Casos de alunas grávidas preocupam direcções de escolas secundárias no interior de Santiago

PorSheilla Ribeiro,11 fev 2023 8:34

Apesar das várias campanhas de sensibilização, os casos de alunas grávidas continuam a ser uma preocupação para os responsáveis de estabelecimentos de ensino. Na Escola Secundária Alfredo da Cruz Silva (ESACS), em Santa Cruz, por exemplo, há neste momento 13 alunas grávidas e 36 que já são mães. No concelho de Santa Catarina, pelo menos 10 alunas já são mães e três estão grávidas. Tudo se torna ainda mais preocupante quando a grande maioria foi engravidada por homens mais velhos que se encontram em situação de vulnerabilidade.

“Neste momento temos 13 alunas grávidas e cerca de 36 que já são mães. 80% dessas alunas são do 11º e 12º ano, com idades entre os 17 e 21 anos”, diz ao Expresso das Ilhas, Moisés Tavares, director da ESACS, reconhecendo que este número, ainda que preocupante, consegue ser menos alarmante em relação aos anos anteriores, tendo em conta o histórico do Liceu.

No ano lectivo passado, a ESACS registou 17 alunas grávidas, mas já houve anos com registo de 20 e 30 grávidas.

Escola aposta na prevenção

Moisés Tavares avança que a gravidez das alunas resulta do envolvimento destas com terceiros nas comunidades, mas que já houve caso de abuso sexual que a escola denunciou e entregou às autoridades competentes que avançaram com o processo.

“Neste caso, especificamente, a aluna manifestou alguns comportamentos que criou alguma suspeição. Um professor que trabalha com o Gabinete de Orientação e Acompanhamento conseguiu, na conversa com a aluna, saber do ocorrido. O caso foi entregue ao Ministério Público, para evitar até que os professores ficassem expostos a riscos”, narra.

Questionado sobre a possibilidade de outras gravidezes serem fruto de abuso sexual, nas suas mais diversas formas, Tavares admite que a escola não tem registo de tais informações, mas que trabalha muito na prevenção, quer dos abusos, quer de uma gravidez precoce.

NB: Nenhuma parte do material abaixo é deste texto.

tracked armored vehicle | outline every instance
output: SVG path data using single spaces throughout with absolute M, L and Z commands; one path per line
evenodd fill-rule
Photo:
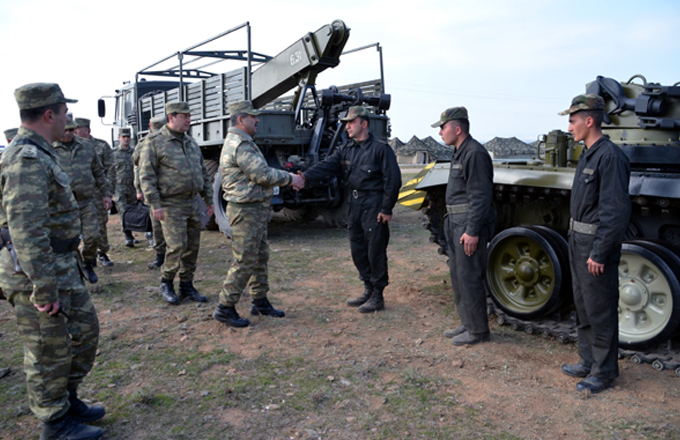
M 626 82 L 600 76 L 586 86 L 605 99 L 603 131 L 632 170 L 633 214 L 618 268 L 623 349 L 659 346 L 680 329 L 679 84 L 648 83 L 636 75 Z M 554 130 L 542 136 L 536 160 L 494 163 L 496 235 L 486 275 L 491 308 L 501 323 L 562 341 L 576 335 L 565 237 L 583 148 L 569 133 Z M 442 254 L 448 173 L 449 162 L 430 164 L 404 186 L 399 200 L 425 213 Z

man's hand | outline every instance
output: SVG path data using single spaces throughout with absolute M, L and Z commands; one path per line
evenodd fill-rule
M 39 306 L 37 304 L 33 304 L 36 309 L 38 309 L 39 312 L 42 313 L 48 313 L 50 315 L 56 315 L 59 313 L 59 301 L 55 301 L 50 304 L 45 304 L 44 306 Z
M 144 200 L 144 193 L 137 193 L 137 200 Z
M 207 214 L 208 214 L 208 217 L 210 217 L 210 216 L 213 215 L 214 213 L 215 213 L 215 205 L 210 205 L 210 206 L 208 206 L 208 213 L 207 213 Z
M 467 235 L 466 233 L 463 233 L 463 235 L 460 236 L 460 244 L 463 245 L 465 249 L 465 255 L 468 257 L 471 257 L 472 254 L 474 254 L 477 250 L 477 243 L 479 243 L 479 237 L 473 237 L 471 235 Z
M 391 215 L 383 214 L 382 212 L 378 213 L 378 223 L 387 223 L 390 220 L 392 220 Z
M 210 205 L 212 206 L 212 205 Z M 163 208 L 158 208 L 153 210 L 153 218 L 158 220 L 159 222 L 162 222 L 165 220 L 165 211 L 163 211 Z
M 290 186 L 293 187 L 295 191 L 300 191 L 302 188 L 305 187 L 305 176 L 301 172 L 298 171 L 297 174 L 289 173 L 290 177 L 293 178 L 293 181 L 290 183 Z
M 104 205 L 104 210 L 108 211 L 111 209 L 111 206 L 113 206 L 113 201 L 111 201 L 111 197 L 104 197 L 102 199 L 102 204 Z
M 604 273 L 604 264 L 596 263 L 592 258 L 588 258 L 588 272 L 594 277 Z

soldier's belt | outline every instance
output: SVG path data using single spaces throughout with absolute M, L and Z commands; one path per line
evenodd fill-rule
M 597 225 L 577 222 L 573 218 L 570 218 L 569 229 L 574 232 L 580 232 L 581 234 L 595 235 L 595 232 L 597 231 Z
M 167 199 L 191 199 L 194 198 L 198 195 L 198 191 L 188 191 L 184 193 L 179 193 L 179 194 L 170 194 L 167 196 L 161 196 L 161 200 L 167 200 Z
M 358 189 L 352 190 L 352 197 L 354 197 L 355 199 L 358 199 L 359 197 L 375 196 L 378 194 L 382 194 L 382 191 L 379 190 L 359 191 Z
M 462 214 L 470 210 L 469 203 L 461 203 L 459 205 L 446 205 L 446 212 L 449 214 Z
M 80 245 L 80 237 L 76 238 L 50 238 L 50 246 L 52 252 L 56 254 L 65 254 L 78 250 Z

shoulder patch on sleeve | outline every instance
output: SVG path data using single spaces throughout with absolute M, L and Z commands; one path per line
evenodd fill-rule
M 21 157 L 25 157 L 27 159 L 37 159 L 38 149 L 35 145 L 24 145 L 24 147 L 21 149 Z

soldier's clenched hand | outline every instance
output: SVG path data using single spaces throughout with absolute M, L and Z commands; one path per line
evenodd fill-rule
M 477 250 L 477 243 L 479 243 L 479 237 L 473 237 L 466 233 L 463 233 L 460 237 L 460 244 L 465 248 L 465 255 L 468 257 L 471 257 Z
M 210 205 L 212 206 L 212 205 Z M 163 208 L 158 208 L 153 210 L 153 218 L 158 220 L 159 222 L 162 222 L 165 220 L 165 211 L 163 211 Z
M 102 204 L 104 205 L 104 210 L 108 211 L 111 209 L 111 206 L 113 206 L 113 202 L 111 201 L 111 197 L 104 197 L 102 199 Z
M 50 304 L 45 304 L 44 306 L 39 306 L 37 304 L 34 304 L 35 308 L 38 309 L 39 312 L 44 312 L 44 313 L 49 313 L 50 315 L 56 315 L 59 313 L 59 301 L 55 301 Z
M 305 187 L 305 179 L 304 176 L 300 176 L 300 173 L 298 174 L 293 174 L 289 173 L 290 177 L 293 178 L 293 181 L 290 183 L 290 185 L 293 187 L 295 191 L 300 191 L 302 188 Z

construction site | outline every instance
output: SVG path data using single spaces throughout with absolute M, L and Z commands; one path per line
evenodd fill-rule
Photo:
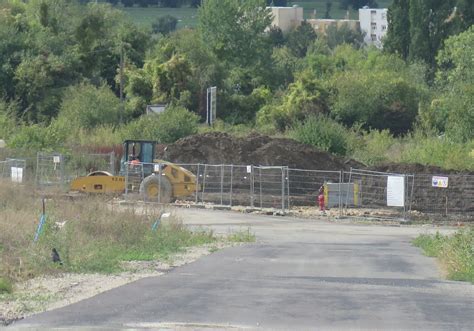
M 5 151 L 8 153 L 8 151 Z M 472 221 L 474 174 L 419 164 L 366 167 L 287 138 L 226 133 L 174 144 L 127 141 L 77 153 L 6 156 L 5 180 L 40 194 L 111 194 L 116 201 L 173 203 L 301 217 Z M 162 175 L 162 176 L 160 176 Z M 393 184 L 395 183 L 395 184 Z M 324 190 L 324 210 L 317 202 Z

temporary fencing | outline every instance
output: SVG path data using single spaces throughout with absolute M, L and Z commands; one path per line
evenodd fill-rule
M 6 159 L 0 161 L 0 179 L 13 183 L 23 183 L 26 179 L 25 159 Z
M 114 174 L 115 154 L 64 155 L 39 152 L 36 156 L 35 181 L 39 189 L 67 190 L 71 180 L 97 170 Z
M 38 153 L 36 164 L 26 159 L 0 161 L 0 179 L 24 182 L 31 177 L 37 188 L 68 190 L 69 182 L 95 170 L 116 174 L 113 153 L 64 155 Z M 143 183 L 156 173 L 161 187 L 166 163 L 122 165 L 126 199 L 168 203 L 164 199 L 178 185 L 187 194 L 176 199 L 188 204 L 244 206 L 288 212 L 318 207 L 324 187 L 331 216 L 409 219 L 414 217 L 474 217 L 474 176 L 463 174 L 399 174 L 351 168 L 350 171 L 294 169 L 285 166 L 229 164 L 176 164 L 188 173 L 182 182 L 146 196 Z M 34 174 L 26 169 L 35 169 Z M 187 179 L 186 179 L 187 178 Z M 191 188 L 192 186 L 192 188 Z M 166 191 L 168 190 L 168 191 Z M 173 195 L 175 197 L 175 195 Z

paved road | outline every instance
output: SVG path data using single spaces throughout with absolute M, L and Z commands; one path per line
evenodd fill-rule
M 14 327 L 474 329 L 474 286 L 442 280 L 435 261 L 410 244 L 427 228 L 180 213 L 219 233 L 251 226 L 258 242 Z

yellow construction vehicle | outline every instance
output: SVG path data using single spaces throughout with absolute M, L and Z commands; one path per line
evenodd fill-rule
M 128 174 L 139 175 L 139 192 L 147 200 L 169 203 L 196 191 L 196 176 L 176 164 L 155 159 L 157 143 L 147 140 L 125 140 L 119 176 L 94 171 L 71 182 L 71 191 L 86 193 L 125 192 Z M 129 184 L 132 185 L 132 184 Z

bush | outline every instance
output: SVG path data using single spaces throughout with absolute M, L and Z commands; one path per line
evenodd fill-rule
M 394 161 L 399 153 L 394 153 L 393 147 L 399 145 L 388 130 L 364 132 L 353 144 L 352 157 L 369 166 Z
M 311 116 L 298 122 L 288 134 L 301 143 L 333 154 L 346 155 L 349 151 L 349 131 L 326 116 Z
M 474 140 L 455 143 L 446 137 L 426 136 L 415 132 L 404 139 L 400 161 L 434 165 L 444 169 L 474 170 Z
M 156 22 L 151 25 L 151 28 L 154 33 L 167 35 L 176 30 L 176 25 L 178 25 L 178 19 L 176 17 L 165 15 L 158 17 Z
M 117 125 L 120 120 L 120 100 L 106 85 L 95 87 L 81 84 L 64 94 L 57 121 L 58 126 L 72 130 L 93 129 L 103 125 Z
M 149 139 L 161 143 L 173 143 L 176 140 L 196 134 L 199 116 L 185 108 L 170 106 L 161 114 L 150 114 L 130 122 L 121 131 L 127 139 Z
M 332 113 L 344 124 L 400 135 L 408 132 L 418 113 L 417 87 L 392 72 L 345 72 L 333 79 Z

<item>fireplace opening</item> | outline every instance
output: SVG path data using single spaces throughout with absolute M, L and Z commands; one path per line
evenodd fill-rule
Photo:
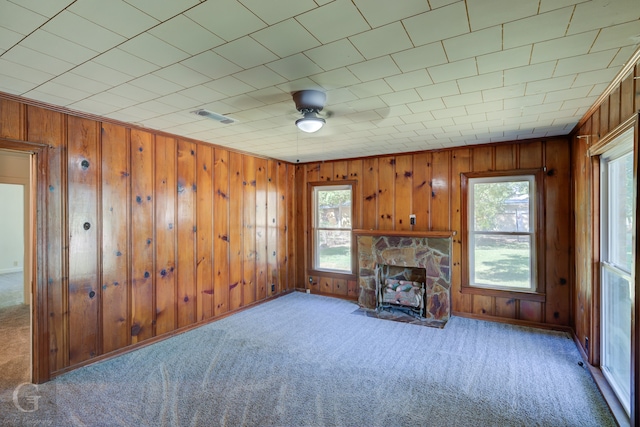
M 426 269 L 378 264 L 376 309 L 425 317 Z

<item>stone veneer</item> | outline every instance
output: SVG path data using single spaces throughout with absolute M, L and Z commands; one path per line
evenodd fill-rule
M 358 234 L 358 304 L 376 308 L 376 282 L 386 265 L 424 268 L 425 318 L 446 322 L 451 306 L 451 238 Z

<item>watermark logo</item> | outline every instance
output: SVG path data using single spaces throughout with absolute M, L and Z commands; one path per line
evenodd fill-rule
M 22 383 L 13 390 L 13 405 L 20 412 L 36 412 L 39 399 L 37 384 Z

Aliás, no que toca à prevenção da gravidez precoce, o director da ESACS declara que gostaria que a Delegacia de Saúde de Santa Cruz estivesse mais próxima do único Liceu que alberga todos os adolescentes na fase escolar do concelho.

Conforme justifica, a Delegacia de Saúde tem um serviço de apoio ao adolescente que poderia estar na escola com um profissional da área, tendo em conta que os estudantes se sentem mais à vontade no recinto escolar.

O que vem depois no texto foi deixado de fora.